Resulting matrix after softmax has the shape (batch size B, number of head nh, sequence length T, sequence length T). Then the resulting matrix after value multiplication is (batch_size B, number of head nh, sequence length T, head size hs).

# 6. Reshape back and project
out = out.transpose(1, 2).contiguous().view(B, T, C)  # (B, T, C)
out = self.c_proj(out)  # (B, T, C)

Now that we have the outputs from the attention mechanism from different heads (batch_size B, num_heads nh, sequence_length T, head_size hs), we need to reshape it again to combine the results from different heads. That’s why we transpose positions 1 and 2 resulting in a matrix with the following shape (batch_size B, sequence_length T, num_heads nh, head_size hs). Now we combine the results from the different heads ending up with a matrix of size (batch_size B, sequence_length T, hidden_size C).

We then pass it through a linear layer to learn a combined coherent features from the resulting separate features of the attention mechanism coming from different heads.

MLP Block

Now we need to define the MLP block:

- c_fc: Linear layer (hidden_size C, hidden_size C * 4)
- gelu: GeLU activation layer (gelu with tanh activation)
- c_proj: Another Linear layer (hidden_size C * 4, hidden_size C)
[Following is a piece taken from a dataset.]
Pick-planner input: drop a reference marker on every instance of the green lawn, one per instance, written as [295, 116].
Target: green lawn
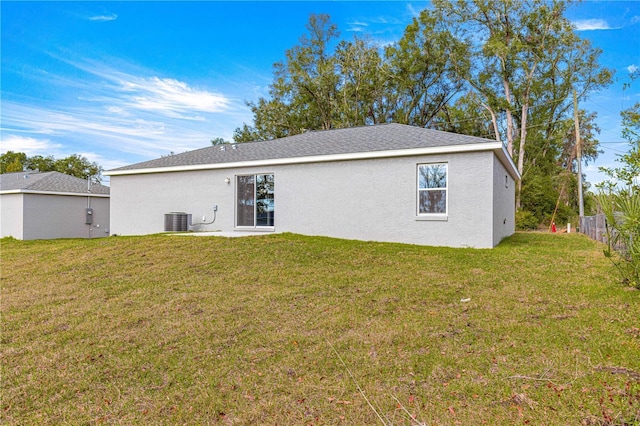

The flow or the forward pass of the input matrix (batch_size B, sequence_length T, hidden_size C) through the MLP block is as follows:

x = self.c_fc(x)   # (B, T, 4 * C)
x = self.gelu(x)   # (B, T, 4 * C)
x = self.c_proj(x) # (B, T, C) 
return x

The idea behind the first layer c_fc is to project into a higher dimension (from hidden_size C to 4 * hidden_size C) space to learn more features. Then we apply non-linear GELU transformation, it softly gates input values, values closer to zero are shrunk more smoothly rather than being zeroed out.

Second linear layer reduces the dimensionality back to hidden_size C from 4 * hidden_size C so now we end up again with a matrix of shape (batch_size B, sequence_length T, hidden_size C) and this output gets into the next block.

6. Final Layers

After we’re done with N blocks, we have two final layers:

- ln_f: Layer norm 
- lm_head: Linear layer (hidden_size C, vocab_size V)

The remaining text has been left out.